One hope is that Arab parties can take advantage of a rule that requires parties to win 3.25 percent of the vote to secure seats in the Knesset. The calculation is that if Arabs vote in significant numbers the harder it will be for small hard-right parties, such as Avigdor Lieberman’s Israel Our Home party, to cross the threshold to enter Parliament. The issue could be critical to Netanyahu’s ability to form a coalition, with the performance of small parties pivotal to the outcome.
“Don’t vote for us, vote against them,” was the message Touma-Sliman delivered to convince a group of Arab women not to boycott the poll.
“They understand that there are more important things in this election — the core, fundamental change that will happen in Israel,” she says. “It’s given them hope they can influence those who scare them.”
However, a poll commissioned by her own party, Hadash, last month indicated that Arab turnout could plummet from 64 percent in 2015 to 50 percent.
Arab lawmakers partly blame themselves for the apparent shift in sentiment. At the last ballot, four Arab parties came together for the first time in an alliance that won 13 seats to become the third-largest bloc in the 120-member Knesset.
Expectations were raised but never met. Netanyahu forged ahead with his right-wing policies virtually unchecked. More than anything, last year’s passing of the nation-state law, which downgraded Arabic from its status as an official language and encourages the building of Jewish-only communities, demoralized Arabs.
Then, weeks before campaigning for this election began, the Arab alliance split, threatening to divide the Arab vote. If turnout is low, the second Arab list, Balad-Ra’am, may struggle to pass the 3.25 percent barrier.
“Our program is strong but the real problem is trying to convince and reach people in large numbers. A big part of the population is angry, in part because of the breakup of the list,” says Mansour Abbas, a candidate for the Balad-Ra’am list. “If we don’t take part in the political process it will undermine our ability to be citizens of the state and it will move further to the right and take away what rights we have.”
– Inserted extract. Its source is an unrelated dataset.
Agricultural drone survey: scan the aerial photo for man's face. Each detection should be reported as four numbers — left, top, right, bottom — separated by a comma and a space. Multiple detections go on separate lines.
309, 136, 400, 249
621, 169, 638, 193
He reckons Arab parties will still get 11 to 12 seats. Touma-Sliman hopes such forecasts are accurate, “but I’m really scared it could end up being five,” she says
Diana Buttu, a Palestinian lawyer with Israeli citizenship, said there were two categories of Arabs who will not vote: those who are disenchanted with the system and a smaller group who believe they would be legitimizing a government they consider an occupying force. Her concern is that as Arab complaints about discrimination, ranging from the “erasure” of the Arab language to social inequalities, are ignored, the number of those disenchanted is rising.
“This is the first election that you see the category ‘what have you done for me lately’ coming into play,” she says. “The challenge the next politicians are going to face is to counter expectations, but also show they are a force that can be reckoned with; to show that they are pushing back against racism and discrimination.”
With an overwhelming young Arab population, much will rest with voters such as Bianca, a 21-year-old student in the mixed city of Haifa who will cast her ballot for the first time. “I know we are a minority, but I want to use this right, this is our democratic choice,” she says.
Further down the street, Mohammed Soli has given up on politics. “They only care about their salaries,” the 22-year-old says. “They are just talking, not doing.”
His sentiment underscores the challenges politicians such as Touma-Sliman face. She describes the Arab MP’s lot as a “lose-lose situation.”
“It’s like taking food from the mouth of the wolf,” she says. “Sometimes you get your hand out safe, and sometimes you lose your hand and you don’t even get the food.”